Updated Elasticsearch framework
Proposal
Bypass the current legacy indexing logic which uses proxies and setup a framework that makes it easy to add and maintain indices.
References
Every document is defined as a reference
that is an indexable entity and can be added to the queue by calling the usual .track!
method. We will define a new abstract class which is extended by new document types. This file has the basic idea.
Reference contract
Search::Elastic::Reference
# Search::Elastic::Reference
attr :database_record, :database_id
def self.deserialize(string)
if ref_klass(string)
ref_klass.instantiate(string)
else
Search::Elastic::Reference::Legacy.instantiate(string)
end
end
def self.preload_database_records(refs)
refs
end
def self.instantiate(string)
raise NotImplementedError
end
# find the class name of the reference. E.g. Search::Elastic::Reference::Vulnerability if the payload contains Vulnerability.

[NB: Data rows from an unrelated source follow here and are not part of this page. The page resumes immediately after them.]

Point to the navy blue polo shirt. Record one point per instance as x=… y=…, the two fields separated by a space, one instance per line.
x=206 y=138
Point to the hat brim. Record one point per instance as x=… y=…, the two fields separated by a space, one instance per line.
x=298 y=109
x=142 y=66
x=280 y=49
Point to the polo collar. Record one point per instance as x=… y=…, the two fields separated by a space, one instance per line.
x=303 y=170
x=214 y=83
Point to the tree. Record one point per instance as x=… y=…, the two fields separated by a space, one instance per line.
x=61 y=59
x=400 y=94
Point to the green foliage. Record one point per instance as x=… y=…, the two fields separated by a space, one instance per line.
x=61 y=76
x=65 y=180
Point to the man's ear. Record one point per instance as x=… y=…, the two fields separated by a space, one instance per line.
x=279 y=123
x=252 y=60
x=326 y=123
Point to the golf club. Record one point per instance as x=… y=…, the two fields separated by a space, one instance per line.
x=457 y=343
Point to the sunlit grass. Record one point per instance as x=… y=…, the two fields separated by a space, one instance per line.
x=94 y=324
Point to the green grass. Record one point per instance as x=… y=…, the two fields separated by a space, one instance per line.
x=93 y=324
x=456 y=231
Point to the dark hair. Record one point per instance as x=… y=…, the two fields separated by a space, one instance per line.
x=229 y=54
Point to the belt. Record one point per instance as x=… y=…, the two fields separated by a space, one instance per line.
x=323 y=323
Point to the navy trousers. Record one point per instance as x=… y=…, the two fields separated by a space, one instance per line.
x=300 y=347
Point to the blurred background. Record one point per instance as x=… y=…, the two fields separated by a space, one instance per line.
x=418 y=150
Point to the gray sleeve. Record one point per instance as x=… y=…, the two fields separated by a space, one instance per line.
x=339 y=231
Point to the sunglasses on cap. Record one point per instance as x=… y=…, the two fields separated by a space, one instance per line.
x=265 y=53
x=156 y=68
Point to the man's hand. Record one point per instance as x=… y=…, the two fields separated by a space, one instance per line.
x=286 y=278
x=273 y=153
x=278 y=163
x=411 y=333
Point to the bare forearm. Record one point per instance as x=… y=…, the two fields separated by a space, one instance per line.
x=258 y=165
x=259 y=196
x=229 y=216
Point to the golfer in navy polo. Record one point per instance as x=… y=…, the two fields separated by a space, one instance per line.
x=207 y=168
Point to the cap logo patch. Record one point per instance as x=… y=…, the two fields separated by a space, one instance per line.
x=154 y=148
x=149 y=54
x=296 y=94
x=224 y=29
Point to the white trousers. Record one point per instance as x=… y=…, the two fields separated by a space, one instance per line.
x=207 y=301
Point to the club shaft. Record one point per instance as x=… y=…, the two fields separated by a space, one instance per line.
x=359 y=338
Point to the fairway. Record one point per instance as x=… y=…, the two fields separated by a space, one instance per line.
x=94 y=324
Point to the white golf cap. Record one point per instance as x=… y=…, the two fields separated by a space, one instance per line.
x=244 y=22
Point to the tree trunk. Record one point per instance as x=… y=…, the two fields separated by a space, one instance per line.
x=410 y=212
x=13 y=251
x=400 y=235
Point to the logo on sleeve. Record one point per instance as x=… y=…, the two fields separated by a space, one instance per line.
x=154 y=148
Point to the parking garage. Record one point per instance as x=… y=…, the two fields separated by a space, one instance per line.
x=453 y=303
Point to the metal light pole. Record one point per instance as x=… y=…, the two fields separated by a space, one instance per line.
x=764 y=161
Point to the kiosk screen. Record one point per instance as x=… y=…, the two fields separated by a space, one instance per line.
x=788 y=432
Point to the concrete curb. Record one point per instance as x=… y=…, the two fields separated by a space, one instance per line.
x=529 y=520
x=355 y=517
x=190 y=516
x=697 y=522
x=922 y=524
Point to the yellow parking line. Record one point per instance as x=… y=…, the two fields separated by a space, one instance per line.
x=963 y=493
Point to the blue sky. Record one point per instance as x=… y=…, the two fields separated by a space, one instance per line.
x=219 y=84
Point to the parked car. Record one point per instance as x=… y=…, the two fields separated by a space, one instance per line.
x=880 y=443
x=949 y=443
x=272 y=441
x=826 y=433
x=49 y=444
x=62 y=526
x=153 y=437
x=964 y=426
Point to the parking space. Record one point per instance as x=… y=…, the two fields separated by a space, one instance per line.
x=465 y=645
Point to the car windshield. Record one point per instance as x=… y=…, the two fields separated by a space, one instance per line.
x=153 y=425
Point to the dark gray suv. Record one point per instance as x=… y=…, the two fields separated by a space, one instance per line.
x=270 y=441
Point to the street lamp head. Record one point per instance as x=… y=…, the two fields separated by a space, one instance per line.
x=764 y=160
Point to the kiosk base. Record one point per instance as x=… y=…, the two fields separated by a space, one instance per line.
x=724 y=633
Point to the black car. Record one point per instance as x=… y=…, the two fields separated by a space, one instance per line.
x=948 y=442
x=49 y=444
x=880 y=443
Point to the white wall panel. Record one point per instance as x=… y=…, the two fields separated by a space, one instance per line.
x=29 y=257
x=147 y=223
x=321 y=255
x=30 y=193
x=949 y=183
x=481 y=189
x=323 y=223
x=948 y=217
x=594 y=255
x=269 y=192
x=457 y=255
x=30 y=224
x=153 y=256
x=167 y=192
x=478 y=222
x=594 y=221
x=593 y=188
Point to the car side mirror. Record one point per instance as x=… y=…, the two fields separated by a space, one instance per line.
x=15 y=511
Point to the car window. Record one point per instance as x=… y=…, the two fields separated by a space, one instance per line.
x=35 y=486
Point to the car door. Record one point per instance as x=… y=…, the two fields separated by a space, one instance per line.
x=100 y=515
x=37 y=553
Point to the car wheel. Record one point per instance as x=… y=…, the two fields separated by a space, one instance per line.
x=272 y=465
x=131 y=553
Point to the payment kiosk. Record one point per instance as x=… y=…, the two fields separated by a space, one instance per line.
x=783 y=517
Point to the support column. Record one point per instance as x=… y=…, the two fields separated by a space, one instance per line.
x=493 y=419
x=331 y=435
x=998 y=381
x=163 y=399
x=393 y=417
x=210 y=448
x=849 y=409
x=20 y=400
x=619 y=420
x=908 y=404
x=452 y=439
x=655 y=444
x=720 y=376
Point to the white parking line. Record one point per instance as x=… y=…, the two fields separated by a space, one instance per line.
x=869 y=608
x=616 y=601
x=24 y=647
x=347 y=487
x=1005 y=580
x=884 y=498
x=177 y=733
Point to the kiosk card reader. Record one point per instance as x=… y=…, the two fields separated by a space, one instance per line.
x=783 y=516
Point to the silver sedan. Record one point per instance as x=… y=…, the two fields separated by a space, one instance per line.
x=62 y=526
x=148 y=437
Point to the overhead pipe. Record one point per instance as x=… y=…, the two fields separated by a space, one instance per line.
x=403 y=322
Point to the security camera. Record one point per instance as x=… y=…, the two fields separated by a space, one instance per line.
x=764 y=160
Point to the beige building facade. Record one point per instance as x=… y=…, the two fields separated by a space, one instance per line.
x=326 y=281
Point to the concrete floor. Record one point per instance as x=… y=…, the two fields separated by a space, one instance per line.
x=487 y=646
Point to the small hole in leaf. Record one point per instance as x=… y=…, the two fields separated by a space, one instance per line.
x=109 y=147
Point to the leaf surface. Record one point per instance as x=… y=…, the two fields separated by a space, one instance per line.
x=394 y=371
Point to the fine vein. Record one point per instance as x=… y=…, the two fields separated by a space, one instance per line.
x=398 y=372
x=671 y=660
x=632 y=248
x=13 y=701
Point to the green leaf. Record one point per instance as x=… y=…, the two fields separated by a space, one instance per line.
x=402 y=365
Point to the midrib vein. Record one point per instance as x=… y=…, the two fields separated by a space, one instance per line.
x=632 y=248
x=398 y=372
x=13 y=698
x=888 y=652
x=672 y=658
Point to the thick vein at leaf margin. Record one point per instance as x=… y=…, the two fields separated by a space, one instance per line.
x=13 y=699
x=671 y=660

def self.ref_klass(string)
"#{self}::#{first part of delimited string}".safe_constantize
end
def identifier
raise NotImplementedError
end
def routing
nil
end
def as_indexed_json
raise NotImplementedError
end
def index_name
raise NotImplementedError
end
def serialize
raise NotImplementedError
end
Example reference class, e.g. for vulnerabilities
# Search::Elastic::Reference::Vulnerability
override :identifier
def identifier
end
override :routing
def routing
end
override :as_indexed_json
def as_indexed_json
end
override :index_name
def index_name
end
override :serialize
def serialize
end
def self.instantiate(string)
end
Concern for ActiveRecord records
# Search::Elastic::Reference::ActiveRecord
def self.klass
# find database klass from payload, for example Issue
end
def self.preload_database_records(refs)
ids = refs.map(&:database_id)
records = klass.id_in(ids).preload_indexing_data
records_by_id = records.index_by(&:id)
refs.each do |ref|
ref.database_record = records_by_id[ref.database_id.to_i]
end
end
def preload_indexing_data
raise NotImplementedError
end
Example ActiveRecord reference
# Search::Elastic::Reference::Issue
include Search::Elastic::Reference::ActiveRecord
def preload_indexing_data
...
end
Legacy reference that allows DocumentReference to continue working until we phase it out
# Search::Elastic::Reference::Legacy
Definitions per document type
Every document type has a SSOT class which defines everything needed to index and search that document type.
For example
# ee/lib/search/elastic/vulnerabilities.rb
module Search
module Elastic
class Vulnerabilities
def self.index_name
...
end
def self.mappings
...
end
def self.settings
...
end
def self.query_builder
...
end
end
end
We then update elastic/helper.rb
to use these SSOT classes to create the index and alias instead of the proxy classes.
New flow for adding a document type
- Create SSOT file containing mappings, index name, etc.
- Create new Reference class to define how the entity is indexed
- Migration to create the index
- Keep documents up to date (using callbacks, GitLab EventStore or similar)
- Backfill documents
- Write search query using a query builder (later iteration)
- Perform search
We also want to look at having a way to self-register document types like we have in some of our sidekiq middleware (pause control, concurrency limit) instead of keeping a list of defined document types like we have in ES_SEPARATE_CLASSES
.
Advantages
- Getting rid of the legacy code (proxies, multi proxies, etc.) that is hard to understand. Also removing gems we don't really need.
- We are not tied to ActiveRecord models like we currently are. We can index any data.
- Making it easy for our team and other teams to use Elasticsearch. During a pairing session with the vulnerability team, we got the data indexed and searchable within one hour.